Adding documentation from the CEP.

author: Pierre-Marie Pédrot 2017-08-01 00:44:51 +0200
committer: Pierre-Marie Pédrot 2017-08-01 02:00:07 +0200
commit: 6fdec59bbd3fc67ff3b0c48193201c1739aa7f70 (patch)
tree: 055a5eb87dd8889237392c96b30f1b23c63e2398
parent: 9eb7f16fc890a1bf3a1332332ed349513905ed66 (diff)
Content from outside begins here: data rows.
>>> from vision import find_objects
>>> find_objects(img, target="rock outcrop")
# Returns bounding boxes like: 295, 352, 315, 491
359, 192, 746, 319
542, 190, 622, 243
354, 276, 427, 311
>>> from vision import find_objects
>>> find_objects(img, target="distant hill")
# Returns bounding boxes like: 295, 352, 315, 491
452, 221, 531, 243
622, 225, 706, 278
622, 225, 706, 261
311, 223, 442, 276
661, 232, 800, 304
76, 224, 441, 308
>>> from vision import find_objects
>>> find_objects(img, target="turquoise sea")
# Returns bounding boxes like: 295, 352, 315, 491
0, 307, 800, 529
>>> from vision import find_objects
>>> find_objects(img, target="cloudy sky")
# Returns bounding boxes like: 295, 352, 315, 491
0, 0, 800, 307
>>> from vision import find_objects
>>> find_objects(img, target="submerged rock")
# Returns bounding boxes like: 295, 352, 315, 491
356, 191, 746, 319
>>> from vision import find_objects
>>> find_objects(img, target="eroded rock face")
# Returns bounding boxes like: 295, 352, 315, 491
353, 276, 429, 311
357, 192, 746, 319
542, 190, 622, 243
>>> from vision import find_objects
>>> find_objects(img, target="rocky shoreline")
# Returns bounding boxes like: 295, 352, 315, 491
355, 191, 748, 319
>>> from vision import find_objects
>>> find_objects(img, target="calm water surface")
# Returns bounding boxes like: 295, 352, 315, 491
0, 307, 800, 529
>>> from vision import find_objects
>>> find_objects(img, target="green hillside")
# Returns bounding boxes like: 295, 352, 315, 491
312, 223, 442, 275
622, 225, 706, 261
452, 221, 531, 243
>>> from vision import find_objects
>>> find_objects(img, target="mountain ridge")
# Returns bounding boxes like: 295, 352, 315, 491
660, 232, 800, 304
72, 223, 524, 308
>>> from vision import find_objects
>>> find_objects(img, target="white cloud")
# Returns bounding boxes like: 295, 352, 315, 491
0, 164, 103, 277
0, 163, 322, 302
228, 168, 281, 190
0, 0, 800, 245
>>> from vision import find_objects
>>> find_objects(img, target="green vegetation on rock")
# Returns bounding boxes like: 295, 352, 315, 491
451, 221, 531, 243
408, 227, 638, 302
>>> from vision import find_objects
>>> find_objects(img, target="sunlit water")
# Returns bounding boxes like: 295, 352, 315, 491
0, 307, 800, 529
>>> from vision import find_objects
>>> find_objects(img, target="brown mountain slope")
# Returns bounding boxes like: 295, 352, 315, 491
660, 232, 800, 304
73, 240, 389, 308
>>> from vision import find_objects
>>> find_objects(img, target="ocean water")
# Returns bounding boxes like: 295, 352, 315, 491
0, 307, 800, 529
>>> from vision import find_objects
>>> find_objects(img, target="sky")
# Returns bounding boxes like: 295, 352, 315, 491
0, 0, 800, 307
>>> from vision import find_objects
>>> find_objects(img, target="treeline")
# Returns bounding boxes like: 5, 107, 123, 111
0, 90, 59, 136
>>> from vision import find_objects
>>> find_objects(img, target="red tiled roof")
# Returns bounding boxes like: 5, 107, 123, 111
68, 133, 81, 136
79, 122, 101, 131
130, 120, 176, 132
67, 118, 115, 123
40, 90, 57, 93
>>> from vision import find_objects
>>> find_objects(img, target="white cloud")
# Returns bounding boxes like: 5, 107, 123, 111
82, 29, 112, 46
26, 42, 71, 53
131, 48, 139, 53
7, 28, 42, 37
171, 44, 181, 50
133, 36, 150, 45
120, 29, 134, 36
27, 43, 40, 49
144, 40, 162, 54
1 files changed, 642 insertions, 0 deletions
diff --git a/doc/ltac2.md b/doc/ltac2.md
new file mode 100644
index 0000000000..38a56d3d6b
--- /dev/null
+++ b/doc/ltac2.md
@@ -0,0 +1,642 @@
+# Summary
+
+The Ltac tactic language is probably one of the ingredients of the success of
+Coq, yet it is at the same time its Achilles' heel. Indeed, Ltac:
+
+- has nothing like intended semantics
+- is very non-uniform due to organic growth
+- lacks expressivity and requires programming-by-hacking
+- is slow
+- is error-prone and fragile
+- has an intricate implementation
+
+This has a lot of terrible consequences, most notably the fact that it is never
+clear whether some observed behaviour is a bug or a proper one.
+
+Following the need of users that start developing huge projects relying 
+critically on Ltac, we believe that we should offer a proper modern language
+that features at least the following:
+
+- at least informal, predictible semantics
+- a typing system
+- standard programming facilities (i.e. datatypes)
+
+This document describes the implementation of such a language. The
+implementation of Ltac as of Coq 8.7 will be referred to as Ltac1.
+
+# General design
+
+There are various alternatives to Ltac1, such that Mtac or Rtac for instance.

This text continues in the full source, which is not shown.